Como disse Zilmar Mendes, sobrinha de Flaviano e atual presidente da Associação de Moradores, o “governo é que nem feijão, só vai na pressão”. Se, na época, o inquérito policial avançou foi também devido a pressão local e internacional para que o caso não permanecesse no esquecimento. Até para garantir a exumação do corpo de Flaviano para realização de perícia foi preciso que a comunidade fizesse vigília no cemitério onde ele estava enterrado. Havia o risco de o corpo ser roubado antes da exumação, impedindo assim a produção de mais provas acerca do crime. Por duas semanas os moradores do Charco guardaram o túmulo até que a exumação fosse feita.
Agora, a comunidade luta para que o caso vá a julgamento.
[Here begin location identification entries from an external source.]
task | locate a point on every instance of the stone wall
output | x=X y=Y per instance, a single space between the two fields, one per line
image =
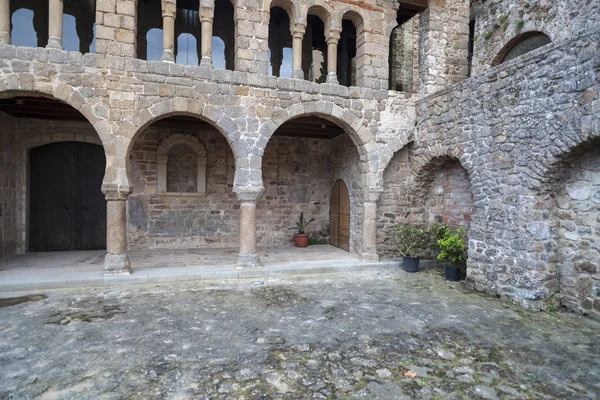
x=182 y=220
x=509 y=127
x=449 y=199
x=576 y=207
x=497 y=22
x=8 y=190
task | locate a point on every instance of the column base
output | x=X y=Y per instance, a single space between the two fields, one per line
x=116 y=264
x=332 y=78
x=367 y=257
x=168 y=56
x=5 y=38
x=54 y=43
x=206 y=62
x=249 y=261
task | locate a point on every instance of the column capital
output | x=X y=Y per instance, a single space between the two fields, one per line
x=169 y=8
x=333 y=35
x=298 y=28
x=116 y=192
x=207 y=11
x=248 y=194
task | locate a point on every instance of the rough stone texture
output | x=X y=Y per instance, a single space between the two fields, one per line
x=577 y=232
x=182 y=220
x=354 y=336
x=8 y=189
x=449 y=199
x=499 y=21
x=509 y=128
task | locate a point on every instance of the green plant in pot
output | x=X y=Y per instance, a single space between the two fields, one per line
x=453 y=250
x=301 y=238
x=411 y=242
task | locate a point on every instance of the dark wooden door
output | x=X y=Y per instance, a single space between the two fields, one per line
x=339 y=216
x=67 y=210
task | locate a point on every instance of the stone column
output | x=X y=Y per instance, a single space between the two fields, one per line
x=332 y=40
x=5 y=21
x=298 y=28
x=369 y=249
x=116 y=261
x=248 y=197
x=207 y=13
x=55 y=24
x=169 y=11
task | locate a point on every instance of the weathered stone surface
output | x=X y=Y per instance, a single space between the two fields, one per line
x=358 y=336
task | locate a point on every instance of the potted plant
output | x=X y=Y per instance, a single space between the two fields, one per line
x=410 y=242
x=301 y=238
x=453 y=250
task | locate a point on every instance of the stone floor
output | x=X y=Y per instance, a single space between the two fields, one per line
x=84 y=268
x=362 y=335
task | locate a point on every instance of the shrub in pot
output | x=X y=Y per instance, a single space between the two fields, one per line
x=301 y=238
x=411 y=242
x=453 y=250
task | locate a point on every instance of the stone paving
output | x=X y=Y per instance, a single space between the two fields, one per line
x=366 y=335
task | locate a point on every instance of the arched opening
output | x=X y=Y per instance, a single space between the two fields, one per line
x=339 y=216
x=520 y=45
x=149 y=30
x=280 y=43
x=187 y=49
x=314 y=47
x=403 y=55
x=154 y=40
x=52 y=178
x=347 y=51
x=575 y=203
x=182 y=171
x=29 y=19
x=301 y=163
x=79 y=26
x=27 y=28
x=223 y=49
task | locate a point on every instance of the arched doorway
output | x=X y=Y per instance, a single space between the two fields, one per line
x=67 y=210
x=339 y=216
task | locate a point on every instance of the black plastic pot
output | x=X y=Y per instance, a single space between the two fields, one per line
x=452 y=273
x=410 y=264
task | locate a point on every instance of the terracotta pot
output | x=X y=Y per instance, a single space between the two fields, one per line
x=301 y=239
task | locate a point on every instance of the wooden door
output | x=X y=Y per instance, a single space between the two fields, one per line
x=67 y=210
x=339 y=216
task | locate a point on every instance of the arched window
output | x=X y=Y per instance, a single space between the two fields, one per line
x=280 y=43
x=181 y=165
x=314 y=47
x=402 y=51
x=23 y=30
x=154 y=47
x=223 y=35
x=347 y=54
x=187 y=49
x=520 y=45
x=70 y=37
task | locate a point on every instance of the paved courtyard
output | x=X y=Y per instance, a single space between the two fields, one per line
x=361 y=335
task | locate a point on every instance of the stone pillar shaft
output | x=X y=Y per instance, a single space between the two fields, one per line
x=248 y=197
x=248 y=228
x=332 y=61
x=116 y=261
x=370 y=232
x=297 y=56
x=168 y=38
x=5 y=22
x=55 y=28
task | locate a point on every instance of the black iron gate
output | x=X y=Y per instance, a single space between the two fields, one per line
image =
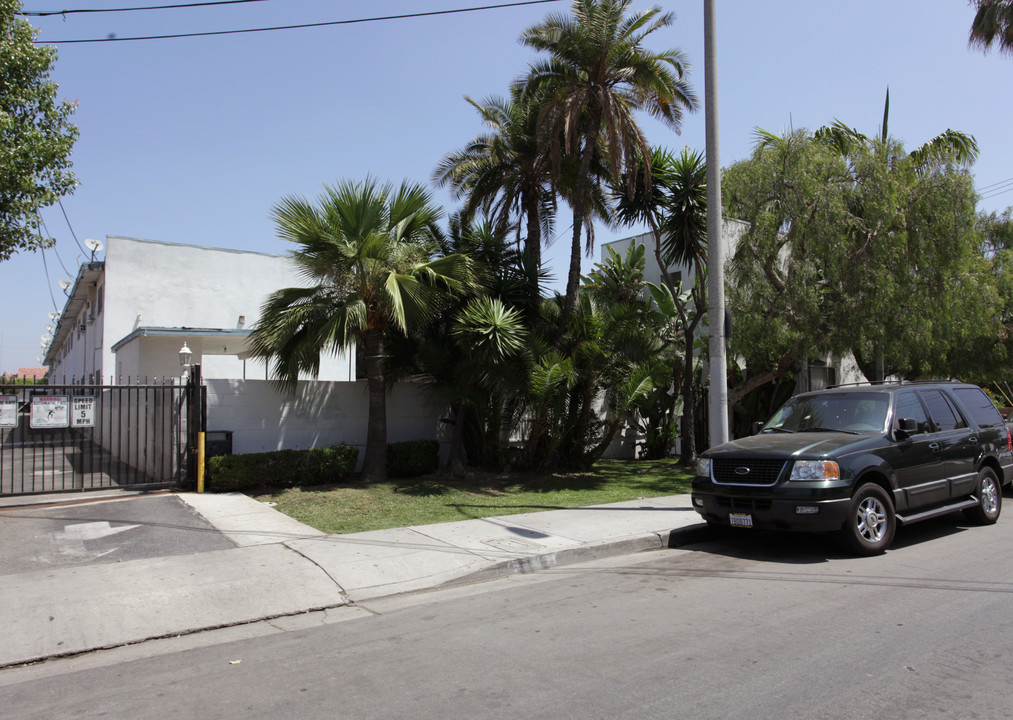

Dona Ana, irmã de Flaviano, diz que “a justiça é mais do lado de quem tem dinheiro do que de quem não tem nada”. Parece que não há justiça sem muita luta. E, às vezes, nem assim.
Em 1994, o sociólogo Herbert de Souza, o Betinho, lançou a Carta da Terra, um texto-manifesto em defesa da reforma agrária, onde dizia que “no Brasil a terra, também cercada, está no centro da história. Os pedaços que foram democratizados custaram muito sangue, dor e sofrimento”.
Os moradores do Charco sabem disso. Afinal, Flaviano foi morto na luta pela terra. Terra que é deles por direito, mas que, na prática, lhes é negada.
Não é possível contar o fim dessa história. Ela só acaba quando a comunidade do Charco receber o título de suas terras e quando os assassinos de Flaviano forem devidamente julgados e responsabilizados. Enquanto isso, a história que se escreve é a da perpetuação da injustiça e da impunidade.
Ainda bem que há pessoas dispostas a lutar a vida inteira para mudar o rumo dessa história. Mas que essa mudança venha logo, porque já se esperou demais, já se sofreu demais, já sangrou demais.
* Renata Neder é assessora de direitos humanos da Anistia Internacional Brasil.